As Dietz suggests, this circle affects and stems from Kurtz’s person and his work. It happens that he’s a founding member of Critical Art Ensemble, a group Kurtz describes as identifying “things that we think are counter to the advancement of social justice and then we try to do something about it. And we try to do something about it on a cultural level.” In 2004, he was working with his wife (she was something of an editor for his projects) on a piece about genetically modified food. He was also consulting with a geneticist, Robert Ferrell, since charged along with Kurtz and also unable to speak, though Peter Coyote here reads a statement for him (about agribusiness bringing genetically modified foods into the food chain, without telling consumers and with government’s “tacit approval”).

The 2004 installation for Mass MoCA included physically harmless biotechnology experiments that Kurtz was assembling, with bacteria ordered over the internet, in his home. On entering the house to deal with Hope’s body, the police discovered, in Olbermann’s words, “Petri dishes and sophisticated scientific equipment.” Further investigation, reenacted in Strange Culture, provided agents with still more anxiety-making details, an invitation to an art show that featured “Arabic writing,” for instance (Kurtz notes the overreaction to this item, in legal terms at least). It wasn’t long before Kurtz was arrested. At that point, the problem changed shape. As Bordowitz puts it, “The FBI saw an opportunity to establish precedent in a way that they could extend the government’s powers into the university system, into academia, into the art world. They saw an opportunity and they ran with it.”

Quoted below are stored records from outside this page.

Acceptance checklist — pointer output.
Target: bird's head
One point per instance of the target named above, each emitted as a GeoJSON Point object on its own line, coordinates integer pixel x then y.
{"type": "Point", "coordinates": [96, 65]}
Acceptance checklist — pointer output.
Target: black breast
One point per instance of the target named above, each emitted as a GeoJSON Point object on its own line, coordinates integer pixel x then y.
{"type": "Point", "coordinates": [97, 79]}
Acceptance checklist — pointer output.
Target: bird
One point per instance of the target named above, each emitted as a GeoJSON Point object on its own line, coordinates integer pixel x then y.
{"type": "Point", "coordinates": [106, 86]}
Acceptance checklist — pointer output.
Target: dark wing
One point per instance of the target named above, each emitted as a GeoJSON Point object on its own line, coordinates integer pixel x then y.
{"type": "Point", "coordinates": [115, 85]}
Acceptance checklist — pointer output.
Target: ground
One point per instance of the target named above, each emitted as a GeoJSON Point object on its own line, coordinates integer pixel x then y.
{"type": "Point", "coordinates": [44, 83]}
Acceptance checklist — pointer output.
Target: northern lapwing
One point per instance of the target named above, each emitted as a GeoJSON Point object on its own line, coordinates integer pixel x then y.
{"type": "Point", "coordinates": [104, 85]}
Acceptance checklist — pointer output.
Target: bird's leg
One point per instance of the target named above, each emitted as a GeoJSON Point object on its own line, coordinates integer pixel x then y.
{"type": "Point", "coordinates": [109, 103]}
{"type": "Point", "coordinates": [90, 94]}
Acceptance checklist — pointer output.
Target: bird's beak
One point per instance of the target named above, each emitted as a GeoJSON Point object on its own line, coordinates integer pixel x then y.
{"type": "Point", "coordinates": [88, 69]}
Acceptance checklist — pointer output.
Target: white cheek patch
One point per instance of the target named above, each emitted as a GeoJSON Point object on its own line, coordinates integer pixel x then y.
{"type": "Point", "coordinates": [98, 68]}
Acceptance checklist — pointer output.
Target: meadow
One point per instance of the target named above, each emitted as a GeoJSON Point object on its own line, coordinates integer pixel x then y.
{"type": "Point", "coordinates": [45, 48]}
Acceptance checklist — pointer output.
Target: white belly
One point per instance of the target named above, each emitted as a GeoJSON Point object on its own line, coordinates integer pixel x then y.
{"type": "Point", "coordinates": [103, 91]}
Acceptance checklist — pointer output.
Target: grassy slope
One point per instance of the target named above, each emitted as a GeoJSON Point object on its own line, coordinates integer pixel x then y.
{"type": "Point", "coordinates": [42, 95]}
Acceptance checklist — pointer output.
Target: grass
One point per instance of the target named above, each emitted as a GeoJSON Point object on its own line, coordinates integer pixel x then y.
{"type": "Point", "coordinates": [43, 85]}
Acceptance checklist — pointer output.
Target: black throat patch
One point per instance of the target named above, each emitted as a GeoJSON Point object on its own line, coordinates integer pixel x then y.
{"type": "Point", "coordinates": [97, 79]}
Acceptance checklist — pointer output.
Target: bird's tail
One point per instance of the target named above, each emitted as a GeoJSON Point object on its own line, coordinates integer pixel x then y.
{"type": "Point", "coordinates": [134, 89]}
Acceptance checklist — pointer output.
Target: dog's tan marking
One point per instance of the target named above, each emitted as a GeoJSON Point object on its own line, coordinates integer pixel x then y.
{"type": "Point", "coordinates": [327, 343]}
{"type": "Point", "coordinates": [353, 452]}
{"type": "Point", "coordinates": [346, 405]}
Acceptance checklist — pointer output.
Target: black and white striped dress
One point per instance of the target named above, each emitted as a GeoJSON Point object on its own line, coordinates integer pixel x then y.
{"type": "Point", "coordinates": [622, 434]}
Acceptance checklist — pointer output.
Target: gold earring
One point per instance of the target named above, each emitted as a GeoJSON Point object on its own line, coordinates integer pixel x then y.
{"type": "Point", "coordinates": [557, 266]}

Specifically, the government assigned Assistant U.S. Attorney William Hochul to the case, the prosecutor whose “great case was putting away the Lackawanna Six.” Kurtz recalls being approached by strangers who first tried to buy drugs from him and then tried to get him to say he wanted to kill the president. A friend pulled Kurtz away, saying, “Those guys are so FBI.” Such absurdity would be funny — Kurtz smiles as he recounts it — except that the charges of bioterrorism soon transmutated into charges of fraud (because the bacteria were purchased by mail), still pending, with no trial date set.

The film includes debates among actors playing Kurtz’s former students, on being offered a chance to sign a petition in his support. Their own concerns color their decisions whether to sign, some feeling nervous about the government’s inclination and capacity to come after them as well. “I’ll say this out of fear,” says one young man. “But it’s a legitimate fear. I’m doing it because I’m scared for myself. You have a last name that sounds like Hussein, and you’re already a suspect.”

The arguments in Strange Culture are multiple and interconnected. Certainly, the question of what sorts of food you’re eating, the question Kurtz started with, remains crucial. Coyote, as himself, adds, “The fact that the government is watching an art group whose subject happens to be transgenic foods is the real point here.” And Ryan, as himself, observes, “The fact that the government can decide to take civil law conflicts and, at their discretion, make them into criminal charges when they so choose, is enormous.”

While you have likely heard of NSA’s warrantless surveillance and the secret “torture memo,” Kurtz’s story is less well publicized — at least outside the realms of academics and artists. Crossing conventional boundaries of dramatization and documentary, Hershman Leeson’s movie makes Kurtz’s case available to “broader audience,” showing the ways that various institutions — science, government, agriculture, and the military — work towards similar suspicious ends. If not conspiring, precisely, they do appear to have each others’ backs in ways that citizens can’t hope to counter — unless they have access to information.